I'm sure that, like me, for many contacts and colleagues, working days are running in anything but the usual order, anything but the usual way. For me, business has stopped for the time being, all bar finishing off some vital tasks to conclude a great assignment with a client whose people gave, gave and gave again as I worked to help them problem solve and solution find. I am still adjusting to the fact that, the diary being on hold (not closed!) there is, for the first time in my working life, no rush.  No urgency in getting that domestic business done around my business and the people who seek to use it. I can take my time in the kitchen and the garden, at the piano or in my permitted outside exercise a day.  This is not my style, and it makes me a bit jumpy.  It's a struggle to believe it, let alone let my clock run slower than usual.  For former colleague DCSs and their staff and partners, whilst some of the everyday clutter might have set itself aside, their days are very full, their sleeves rolled up and their heroic efforts focused on ensuring the people they serve are as safe as possible, for as long as possible, with as much dignity and support as can be afforded them. I salute them, as ever.  I do remember what single community crises were like when I did the job.  But then there was simply nothing of the scale, or the likely longevity, of the current massive challenge facing them, and society, right now.   

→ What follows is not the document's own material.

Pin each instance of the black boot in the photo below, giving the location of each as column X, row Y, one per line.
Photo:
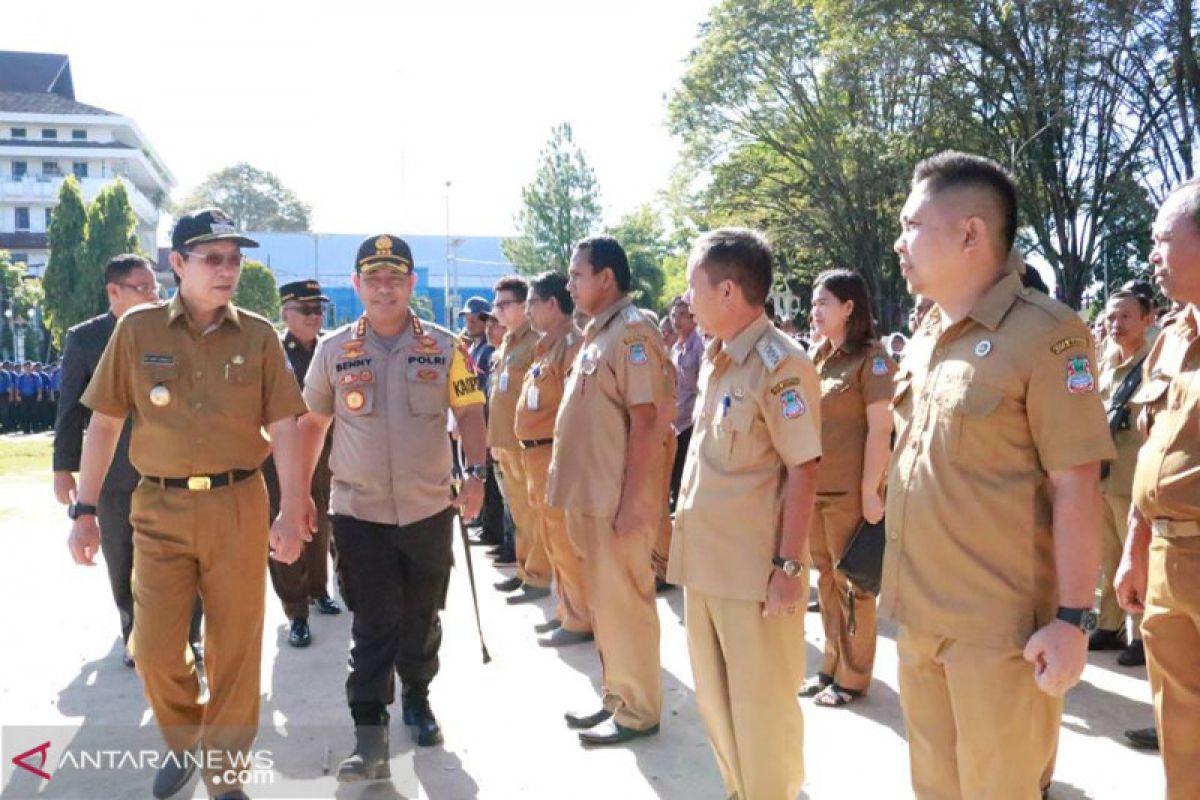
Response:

This period of enforced introspection has got me thinking, mostly in the researcher part of my brain.  What I see on a daily basis is that, beyond the muppets who don't think Covid19 is serious or could affect them and won't modify their conduct beyond getting mad and behaving badly, thousands of people are just doing good. Volunteering, offering simple help like dropping off shopping on a neighbour's doorstep, going a LOT further and putting themselves on the line, offering free online support to parents whose children are not at school so everybody may be feeling the strain.  The observer in me is starting to hatch some ideas that would bear scrutiny when this is all over.  Here are some research questions you might help me think about!


Will the economy recover? Or will we have to grow to being, by necessity, a more socially aware nation that seeks out and supports our strugglers rather than blaming them for their own situations then getting on with our own lives?  What will a national workforce look like when we are through the other side?  Will we stay connected, or are we likelier to go back to being frantic, self-absorbed, as our pre-crisis behaviour tended to make us?  Will the memory of when people pulled together, stayed local, formed bonds via Zoom or Skype or WhatsApp linger?  Will we mark when we realised that "We don't need that meeting" was an actual thing?  When people found both altruism and skills they didn't know they had?  When all this is over, can we harness citizen research as well as that done in academia to explore the phenomena we are witnessing as people turn towards others as well as addressing their own concerns?  Or does it take a serious crisis, another Covid19, to make us step into a shared mental and emotional space and capture what it teaches us rather than staying in our own, meaning we will forget? I'm working on some approaches to research bodies on all this, given this is a truly remarkable, as well as a sad, scary, deeply unsettling and uncertain - an "interesting" - time.


If you would like to co-explore what I ruminated on above, or if like me you are watching fascinated as people stop buying what they don't need and concentrate on what they and others do need? Together?  Please get in touch!  


And in the meantime? Stay safe.  Good luck. And if you are in an organisation that's keeping us all going, thank you.